NCAR / spack-gust

Spack production user software stack on the Gust test system
4 stars 0 forks source link

nvhpc/22.11 codes with cray-mpich MPI do not run #33

Closed vanderwb closed 1 year ago

vanderwb commented 1 year ago

Simple MPI hello world produces:

MPICH ERROR [Rank 0] [job id 6a935d73-52df-48ef-a9c5-286de545c7fd] [Thu Dec 15 09:21:26 2022] [gu0013] - Abort(1616271) (rank 0 in comm 0): Fatal error in PMPI_Init: Other
MPI error, error stack:
MPIR_Init_thread(170).......:
MPID_Init(501)..............:
MPIDI_OFI_mpi_init_hook(623):
open_fabric(1446)...........: OFI fi_getinfo() failed (ofi_init.c:1446:open_fabric:No data available)

aborting job:
Fatal error in PMPI_Init: Other MPI error, error stack:
MPIR_Init_thread(170).......:
MPID_Init(501)..............:
MPIDI_OFI_mpi_init_hook(623):
open_fabric(1446)...........: OFI fi_getinfo() failed (ofi_init.c:1446:open_fabric:No data available)
MPICH ERROR [Rank 0] [job id 6a935d73-52df-48ef-a9c5-286de545c7fd] [Thu Dec 15 09:21:26 2022] [gu0013] - Abort(1616271) (rank 0 in comm 0): Fatal error in PMPI_Init: Other
MPI error, error stack:
MPIR_Init_thread(170).......:
MPID_Init(501)..............:
MPIDI_OFI_mpi_init_hook(623):
open_fabric(1446)...........: OFI fi_getinfo() failed (ofi_init.c:1446:open_fabric:No data available)
...
vanderwb commented 1 year ago

@sjsprecious - not just GPU codes it seems. Hoping to ask an HPE person about this soon.

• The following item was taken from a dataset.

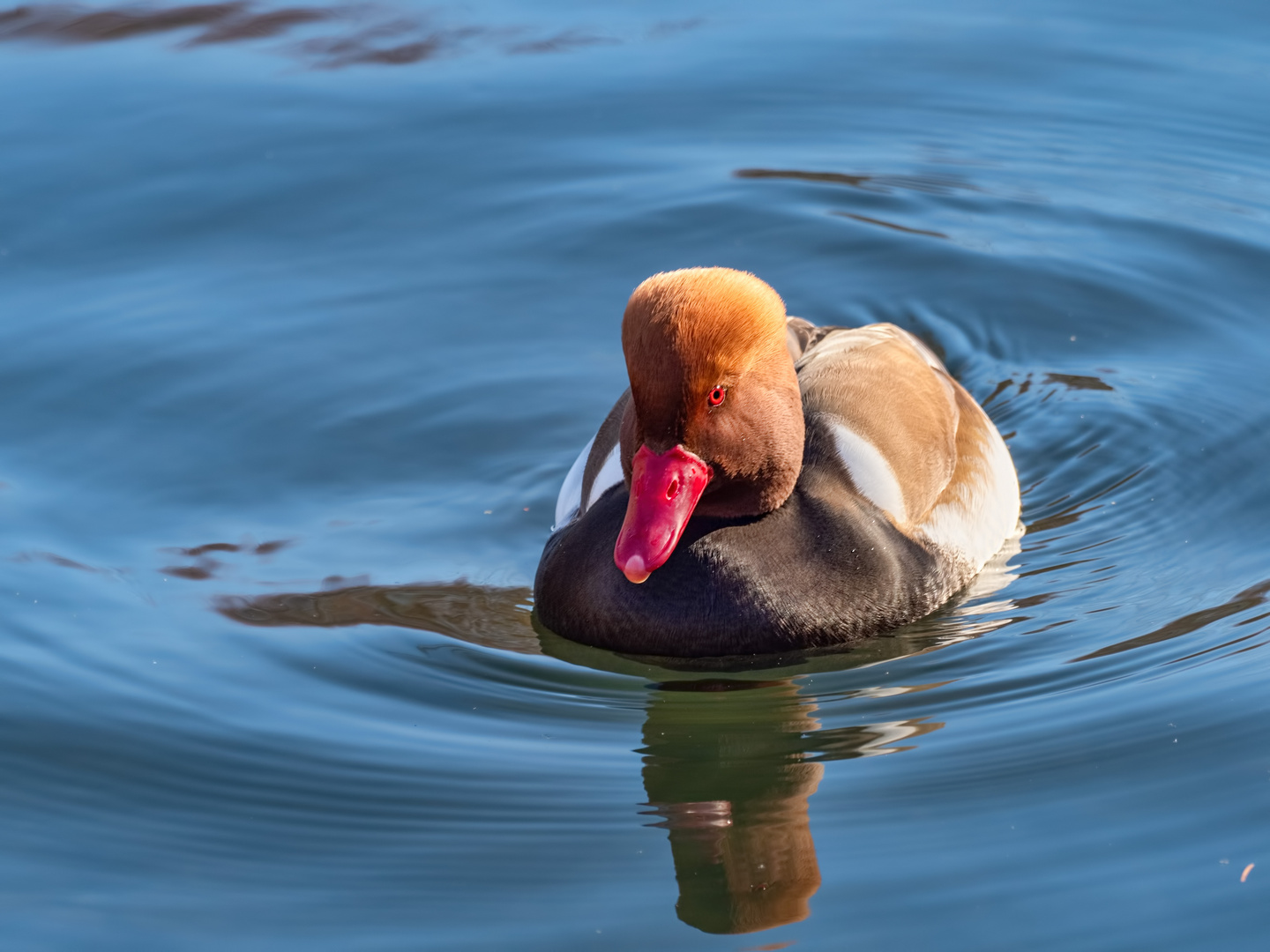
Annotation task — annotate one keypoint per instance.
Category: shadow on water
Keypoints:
(365, 34)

sjsprecious commented 1 year ago

Thanks @vanderwb. It does seem to be an incompatibility between latest nvhpc compiler and Cray MPI library as you indicated.

vanderwb commented 1 year ago

This was actually caused by the bind: true Spack setting - it should be avoided.